You can see the CCTV footage of the incident at  this site. 

Dangerous? I can't see how any 'careful and competent' driver could think otherwise.


----------



## spen666 (29 Oct 2007)

bonj said:


> this  tells you all you need to know.
> in particular
> "*The current system is still looking at the state of mind of the driver,* simply because it makes no sense not to. If the decision to charge, and the level of penalty, were to be decided simply on the 'dangerousness' of the driving, then every driver who pulled out of a side road and either failed to see the oncoming car, or misjudged its speed, would be charged with Dangerous Driving - because there is no doubt that such an act poses a danger to other road users.
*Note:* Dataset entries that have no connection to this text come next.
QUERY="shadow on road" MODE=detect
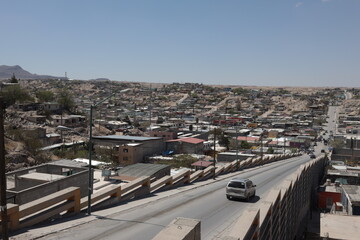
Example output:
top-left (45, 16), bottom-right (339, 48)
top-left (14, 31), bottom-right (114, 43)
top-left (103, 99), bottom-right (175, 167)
top-left (228, 195), bottom-right (260, 203)
top-left (93, 215), bottom-right (166, 228)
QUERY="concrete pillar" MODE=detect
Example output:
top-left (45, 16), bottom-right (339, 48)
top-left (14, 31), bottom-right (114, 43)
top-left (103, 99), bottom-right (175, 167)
top-left (153, 217), bottom-right (201, 240)
top-left (7, 204), bottom-right (19, 230)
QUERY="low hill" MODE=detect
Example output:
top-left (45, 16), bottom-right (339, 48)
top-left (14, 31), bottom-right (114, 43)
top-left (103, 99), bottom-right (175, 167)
top-left (0, 65), bottom-right (66, 80)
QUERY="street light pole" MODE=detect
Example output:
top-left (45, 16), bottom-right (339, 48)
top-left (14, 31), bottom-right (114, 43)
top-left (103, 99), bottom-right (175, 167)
top-left (260, 133), bottom-right (263, 164)
top-left (0, 97), bottom-right (8, 240)
top-left (87, 105), bottom-right (94, 215)
top-left (235, 125), bottom-right (239, 169)
top-left (87, 89), bottom-right (129, 215)
top-left (213, 128), bottom-right (216, 179)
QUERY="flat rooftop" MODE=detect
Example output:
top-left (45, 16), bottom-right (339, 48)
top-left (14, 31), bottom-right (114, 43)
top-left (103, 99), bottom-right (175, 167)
top-left (321, 213), bottom-right (360, 240)
top-left (18, 172), bottom-right (66, 182)
top-left (116, 163), bottom-right (170, 178)
top-left (327, 170), bottom-right (359, 177)
top-left (51, 159), bottom-right (88, 168)
top-left (342, 185), bottom-right (360, 204)
top-left (325, 185), bottom-right (342, 193)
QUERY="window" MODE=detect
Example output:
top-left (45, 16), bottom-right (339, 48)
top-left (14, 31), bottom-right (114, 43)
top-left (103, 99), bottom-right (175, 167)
top-left (123, 157), bottom-right (128, 161)
top-left (326, 197), bottom-right (333, 208)
top-left (228, 181), bottom-right (245, 188)
top-left (123, 149), bottom-right (128, 152)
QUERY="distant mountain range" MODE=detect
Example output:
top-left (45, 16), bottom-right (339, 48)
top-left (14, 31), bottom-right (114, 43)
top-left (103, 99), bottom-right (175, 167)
top-left (0, 65), bottom-right (66, 80)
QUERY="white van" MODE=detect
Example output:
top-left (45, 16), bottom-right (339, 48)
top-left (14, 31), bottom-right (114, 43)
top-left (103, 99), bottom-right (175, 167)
top-left (226, 178), bottom-right (256, 201)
In fact, these drivers are almost always charged with Careless Driving, because it is recognised that they did not intentionally take the risk, but failed to take sufficient care."




I have no idea where this extract comes from- it seems on a very quick first reading to be completely at odds with the law.
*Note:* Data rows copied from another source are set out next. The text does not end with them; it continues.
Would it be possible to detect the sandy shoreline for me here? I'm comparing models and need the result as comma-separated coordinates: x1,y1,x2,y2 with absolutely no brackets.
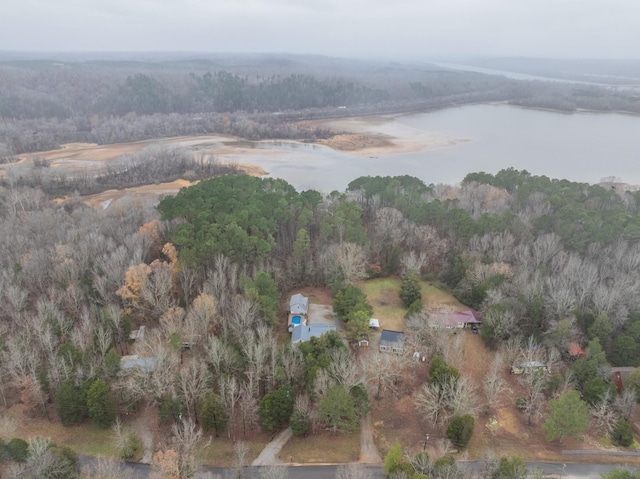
303,115,470,157
1,112,471,206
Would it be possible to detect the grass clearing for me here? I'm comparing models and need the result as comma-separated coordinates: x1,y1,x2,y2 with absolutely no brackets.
2,405,119,457
420,282,468,311
358,278,405,331
200,432,271,466
278,431,360,463
359,279,468,332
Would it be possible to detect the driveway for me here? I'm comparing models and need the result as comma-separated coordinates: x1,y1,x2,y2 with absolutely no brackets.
307,303,338,328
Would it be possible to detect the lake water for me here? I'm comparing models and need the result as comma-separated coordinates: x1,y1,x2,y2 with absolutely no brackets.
248,104,640,193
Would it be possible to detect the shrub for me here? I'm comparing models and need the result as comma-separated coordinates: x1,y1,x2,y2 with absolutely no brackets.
611,419,634,447
119,433,143,461
383,443,403,473
7,438,29,462
86,378,116,428
406,299,424,318
350,383,371,418
199,393,228,436
55,378,88,426
446,415,475,449
400,272,422,307
259,385,295,430
290,410,311,437
159,395,183,423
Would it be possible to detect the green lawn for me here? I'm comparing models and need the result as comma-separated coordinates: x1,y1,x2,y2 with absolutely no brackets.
358,278,406,331
358,278,469,332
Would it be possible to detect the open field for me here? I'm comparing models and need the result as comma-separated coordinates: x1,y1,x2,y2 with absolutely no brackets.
200,432,271,467
421,283,469,311
1,404,120,458
358,278,406,332
278,430,360,463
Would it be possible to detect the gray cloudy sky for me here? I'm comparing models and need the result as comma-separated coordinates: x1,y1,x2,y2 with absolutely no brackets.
2,0,638,59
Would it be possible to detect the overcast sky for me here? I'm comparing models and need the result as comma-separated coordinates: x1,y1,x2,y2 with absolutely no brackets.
2,0,638,59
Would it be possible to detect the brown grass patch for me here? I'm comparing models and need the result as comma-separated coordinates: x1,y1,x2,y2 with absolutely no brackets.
372,391,431,459
358,278,405,332
278,430,360,463
200,431,271,466
421,283,468,311
1,404,119,457
317,133,393,152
Dangerous Driving comes from the Road Traffic Act 1991 and is defined there as: -

2A Meaning of dangerous driving (1) For the purposes of sections 1 and 2 above a person is to be regarded as driving dangerously if (and, subject to subsection (2) below, only if)— 
(a) the way he drives falls far below what would be expected of a competent and careful driver, and 
( it would be obvious to a competent and careful driver that driving in that way would be dangerous.
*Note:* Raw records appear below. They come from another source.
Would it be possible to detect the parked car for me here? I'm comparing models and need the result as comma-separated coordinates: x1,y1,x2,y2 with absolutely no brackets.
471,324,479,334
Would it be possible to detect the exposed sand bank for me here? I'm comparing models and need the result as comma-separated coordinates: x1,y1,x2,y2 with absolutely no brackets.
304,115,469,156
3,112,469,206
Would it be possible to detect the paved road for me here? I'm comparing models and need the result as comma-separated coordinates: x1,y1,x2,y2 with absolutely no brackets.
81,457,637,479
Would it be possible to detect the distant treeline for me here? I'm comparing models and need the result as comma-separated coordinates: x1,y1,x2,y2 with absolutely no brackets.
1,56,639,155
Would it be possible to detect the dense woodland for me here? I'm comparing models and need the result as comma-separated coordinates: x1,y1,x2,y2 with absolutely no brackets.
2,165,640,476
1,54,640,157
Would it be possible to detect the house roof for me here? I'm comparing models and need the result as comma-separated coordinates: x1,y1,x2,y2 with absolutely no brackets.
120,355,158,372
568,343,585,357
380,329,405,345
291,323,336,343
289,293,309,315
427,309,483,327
There is nothing in the act to say it needs to be intentional. The researcher seems to be wrong on the face of it with the section you have quoted


----------



## spen666 (29 Oct 2007)

bonj said:


> maybe, but the sentence is more important than the wording. Better as it is than if he'd got convicted of dangerous driving but only got a £200 fine and no ban.



Dangerous driving carries a MANDATORY ban


----------



## bonj2 (29 Oct 2007)

spen666 said:


> I have no idea where this extract comes from- it seems on a very quick first reading to be completely at odds with the law.
> 
> Dangerous Driving comes from the Road Traffic Act 1991 and is defined there as: -
> 
> ...



Well, that IS the law. *.gov*.uk stands for *gov*ernment. It's not an article by a journalist, it's a government publication. Maybe you ought to tell the government that they've got their _own_ laws wrong then if you think you know better.


----------



## bonj2 (29 Oct 2007)

spen666 said:


> Dangerous driving carries a MANDATORY ban



hypothetically though. I'm illustrating that the sentence matters more than what the conviction is called.


----------



## bonj2 (29 Oct 2007)

spen666 said:


> There is nothing in the act to say it needs to be intentional. The researcher seems to be wrong on the face of it with the section you have quoted



On second reading of what you've posted, I think the article I linked to isn't a contradiction of the law, it's drilling down into it, i.e. going deeper into _how you define_ what's 'dangerous'. But, like I say, if you think the government are wrong, tell them, not me.


----------



## spen666 (29 Oct 2007)

bonj said:


> hypothetically though. I'm illustrating that the sentence matters more than what the conviction is called.




Hypothetical?

no, its compulsory and is a matter of law. The court MUST ban anyone convicted of dangerous driving


----------



## spen666 (29 Oct 2007)

bonj said:


> On second reading of what you've posted, I think the article I linked to isn't a contradiction of the law, it's drilling down into it, i.e. going deeper into _how you define_ what's 'dangerous'. But, like I say, if you think the government are wrong, tell them, not me.



The law doesn't require any intention

The article you linked to says there has to be intention on the part of the driver

seems like there *is *a contradiction there


----------



## spen666 (29 Oct 2007)

bonj said:


> Well, that IS the law. *.gov*.uk stands for *gov*ernment. It's not an article by a journalist, it's a government publication. Maybe you ought to tell the government that they've got their _own_ laws wrong then if you think you know better.




I'm simply quoting the law- an article on a website hosted by a government website doesn't make the law.

It wouldn't be the first time a government has got the law wrong would it?


----------



## bonj2 (29 Oct 2007)

spen666 said:


> I'm simply quoting the law- an article on a website hosted by a government website doesn't make the law.
> 
> It wouldn't be the first time a government has got the law wrong would it?



The way I read it, I thought it meant the driver had deliberately driven _generally_ recklessly, and it was that recklessness that had caused the accident, rather than that they'd intentional caused the _specific_ risk that gave rise to the incident.
But all the law you've quoted does is qualify them as two different levels - i.e. "falls somewhat short" and "falls way short". It doesn't say qualitatively how far short is 'way' short.


----------